Mika : "Bon, vu qu'on a fait tout ce chemin et que tu le voulais vraiment, on ne va pas se décourager pour si peu. Allez, allons faire la queue avant que plus de monde n'arrive. On prendra des photos en bas quand on sera redescendu. Et puis tu pourras en prendre depuis la file aussi, non? "

Je hoche la tête avec un sourire. C'est vrai que ce serait dommage de se démotiver si près.

Andy : "Tu as raison. Allons-y."

Nous attendons alors l'heure qui suit patiemment. Comme nous n'avons rien à faire je me trouve une occupation pour passer le temps. Je m'amuse à observer les gens autour de moi, je suis attentif à leurs attitudes, leur façon de se comporter avec leurs proches et les autres personnes autour, leurs réactions, leurs langages multiples.
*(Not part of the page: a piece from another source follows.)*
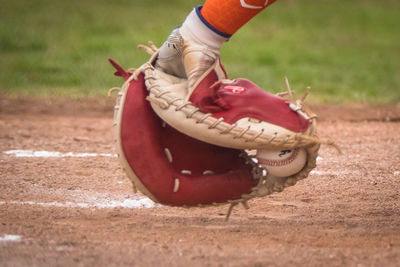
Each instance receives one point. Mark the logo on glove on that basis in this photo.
(235, 89)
J'aime cette diversité. Je prends finalement pas mal de photos, entre les gens, le pied de la tour et surtout je mitraille tout à loisir Mika, qui au début semble gêné et puis finalement au bout d'un moment se détend et joue avec moi à prendre plein de poses. Finalement le temps passe plus vite que ce que je craignais et nous arrivons enfin à monter dans l'ascenseur. Nous décidons d'aller au plus haut que nous pouvons. Je suis un peu déçu car ce n'est pas aussi haut que je pensais, mais bon, le panorama est quand même magnifique. Je suis bluffé de la vue dégagée que nous avons sur tout Paris. Le temps est clair et bien qu'il ne fasse pas un grand ciel bleu, la lumière qui inonde les toits de cette ville est splendide. Je prends à nouveau quelques clichés de la ville, puis de mon homme devant sa cité d'enfance. Je sens bien que je ne suis pas le seul émerveillé. Bien que pour moi c'est une première découverte, pour lui c'est une redécouverte. Il doit sûrement être confronté à de multitudes de souvenirs qui resurgissent de son esprit. J'aimerais tant qu'il me les partage, mais pour le moment je ne veux pas le brusquer et le laisse déjà digérer lui même les sentiments auxquels il doit faire face à cette vue de son enfance.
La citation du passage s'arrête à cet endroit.